The key benchmark price for Trinidad petrochemical plants is the US Henry Hub gas price, because that is approximately the actual purchase price for US Gulf Coast petrochemical plants (Henry Hub is a physical location in the gas pipeline network in Louisiana). Plants in the Houston ship channel will typically have to pay slightly higher prices than the Louisiana prices, reported to be on average USD 0.20 above Henry Hub.
Data on natural gas prices in Trinidad is not easily and transparently available, unlike the production data which is published in detailed monthly bulletins from the Ministry of Energy or the upstream tax and royalty data that is produced in excellent annual T&T Extractive Industry Transparency Initiative reports (though in both cases if would be great to have the data available faster). It is, however, possible to glean some pricing data based on company financial reports and statutory filings and some industry policy and analysis reports.
Graph of T&T upstream gas prices
The average annual realised price obtained by the publicly listed major upstream companies operating in Trinidad & Tobago is available from their annual financial statements, as shown in the graph. For both Shell and BP the data reported is their average South American price; for BP this can be assumed to be their T&T price, as this is their only production in the region, while for Shell it could be considered broadly reflective of the T&T price, as this accounts for around half of their South American production.
When considering the downstream plants, the realised prices obtained by EOG Resources are the most relevant. This is because EOG sells all of its gas to the National Gas Company (NGC), while BP and Shell route a significant percentage of their gas production directly through Atlantic to international markets. The higher prices obtained by BP and Shell, especially in 2022, reflect the fact that international LNG prices increased with the Russian invasion of Ukraine and Europe’s pivot away from pipeline gas from Russia. The EOG price can therefore be used as a proxy for the NGC purchase price (though NGC does also have cheaper sources of small volumes of gas, for example from onshore producer Touchstone).
It is noticeable that for the past three years EOG’s selling price to NGC has been above the Henry Hub price, and by as much as US$1.44 higher in 2024.
These average realised upstream gas prices do not tell us the price that the downstream plants purchase gas from the NGC. That data is not readily available in any of the published sources I have found. The price paid by plants is negotiated with the NGC and typically consists of a floor price, below which the price will not fall, and an escalation price that increases as commodity prices rise or fall. The floor price also increases annually. This system means that NGC shares in the upside risk when commodity prices increase, but they are also protected from downside risk when commodity prices fall (especially as floor prices have increased over the years).
The NGC sales prices are confidential and not reported anywhere.
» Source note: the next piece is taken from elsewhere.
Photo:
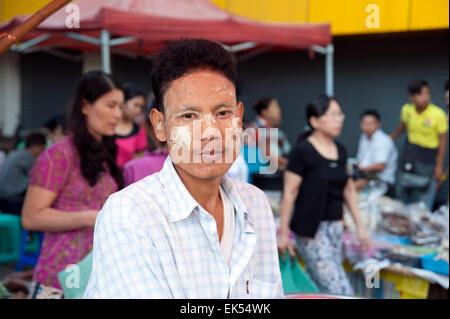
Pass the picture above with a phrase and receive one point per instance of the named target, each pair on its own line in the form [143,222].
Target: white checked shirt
[153,240]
There are, however, two sources that could provide a guide:
* The NGC has recently significantly increased the gas purchase price to its Light Industrial Customers (LIC) to US$5.30 per mmbtu, stating that this is the minimum price that it could charge to take into account its purchase prices from the upstream and the costs associated with delivering this gas to the consumer. This has been widely reported in the local press;
* The 2015 Poten and Partners Gas Master Plan published detailed information about gas pricing, based on figures from 2014. At that time, they calculated that the margin being collected by the NGC on gas being sold to the ammonia producers was US$2.41 per mmbtu. If you add this to the 2025 average EOG selling price you get a figure of US$6.20 per mmbtu.
Double Henry Hub price
If a similar margin is still being added to the average gas purchase price, that means that plants in Trinidad are paying somewhere between US$5.30 to US$6.20 per mmbtu of natural gas. Given the statements from the NGC at the time of the new LIC prices being announced, I would expect that the US$5.30 per mmbtu would correspond to a floor price for all sales contracts.
These prices are around double the Henry Hub price, currently at USD$2.72 per mmbtu, or the Houston ship channel price, around US$2.90 to US$3.00 per mmbtu.
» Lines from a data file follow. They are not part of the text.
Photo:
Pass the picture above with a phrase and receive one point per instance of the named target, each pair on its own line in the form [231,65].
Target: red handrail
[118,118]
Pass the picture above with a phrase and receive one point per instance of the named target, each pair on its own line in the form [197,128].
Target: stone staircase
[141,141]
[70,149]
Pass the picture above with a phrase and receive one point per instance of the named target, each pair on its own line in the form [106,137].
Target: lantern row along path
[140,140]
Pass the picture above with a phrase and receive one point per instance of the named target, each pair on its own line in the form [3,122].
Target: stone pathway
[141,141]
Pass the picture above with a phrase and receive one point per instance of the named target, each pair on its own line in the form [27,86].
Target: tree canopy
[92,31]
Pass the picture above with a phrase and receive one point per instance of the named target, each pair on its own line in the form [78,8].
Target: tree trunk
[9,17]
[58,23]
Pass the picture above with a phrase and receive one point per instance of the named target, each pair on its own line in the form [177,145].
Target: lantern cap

While international LNG prices have increased due to the disruptions in the Middle East, this does not directly impact natural gas prices in the US. It seems counterintuitive, but increased oil prices could actually mean downward pressure on natural gas prices within the US. This is because a lot of natural gas in the US is associated gas produced along with crude oil, so if higher oil prices drive up oil production that means gas production also increases. With no additional demand within the US and access to LNG markets reliant on export infrastructure, that can mean supply outstripping demand, and hence falling prices. There have been some locations in the US over recent months that have actually had negative natural gas prices (meaning that producers have had to pay to have the natural gas taken off their hands).
There may be an assumption that the high ammonia and methanol prices due to the disruptions in the Middle East mean that the Trinidad plants will still be profitable, even with the higher gas purchase prices compared to the US. However, the structure of the NGC sales contracts with the significant escalator clauses at higher prices means that much of the upside from higher commodity prices goes to the NGC rather than the downstream plants.
The NGC sales price is based on the deemed sales price of the commodity rather than the actual price for which a particular shipment is sold. In the current energy crisis, shipping costs have skyrocketed but because the NGC sales contract is tied to contracted sales price in the markets this is not taken into account when calculating the deemed price. So effectively the Trinidad plants get higher gas purchase prices but not higher actual prices on the sale of the commodity in Trinidad (and the US plants do not have the same issue of shipping costs).
This all means that Trinidad no longer has a competitive gas price for the downstream plants, when compared to the US petrochemical industrial clusters in Louisiana and Texas. In its 2025 annual report Nutrien stated that their average natural gas purchase price across all locations in 2025 was US$3.53 per mmbtu. Trinidad would therefore be a significantly higher cost location, assuming the US$5.30 to US$6.20 per mmbtu pricing. In their Q1 earnings call, Nutrien reported lower gas purchase prices compared to previous quarters, as all of their gas purchases for their nitrogen production are now in the US.
Direct impact
Higher gas purchase prices have a direct impact on the profitability of downstream plants. In their 2025 annual report, Nutrien disclosed that a US$1.00 mmbtu change in gas prices would have a US$180 million impact on their net earnings (before finance costs, taxes and depreciation).
All of this means that downstream plants in Trinidad are facing an extremely challenging situation. Not only are they operating below capacity, but the gas that they are able to purchase is at a much higher price than in the US, their main market for sales.
Nutrien have reported that they are assessing their options for their Trinidad operations and that active discussions are underway for them to sell their Trinidad assets.
Meanwhile, Methanex advised investors in their annual report that there was a risk that they would not be “able to secure additional natural gas on commercially acceptable terms or that exploration and development activities in Trinidad and Tobago will be successful to enable us to operate at capacity or at all”.
While all of the policy focus has been on increasing gas production it is obvious that we also have to structure our gas industry so that downstream plants can secure natural gas at prices that will allow them to continue to invest in maintenance to keep on producing.
This raises obvious questions about the role of the NGC as the monopoly gas marketing company and the overall strategy to encourage investors to remain and to invest in their Trinidad assets. It is important to remember that plants have to make major investments in their plants every few years to continue to operate safely. With only short-term contracts available in Trinidad at high gas purchase prices, it is difficult for plants to justify investing significant capital in maintenance projects in Trinidad. This is why business activity is so slow in Point Lisas at the moment.
It is important that the policy dialogue in Trinidad does not just cover production but also price and the overall strategy for the downstream industry.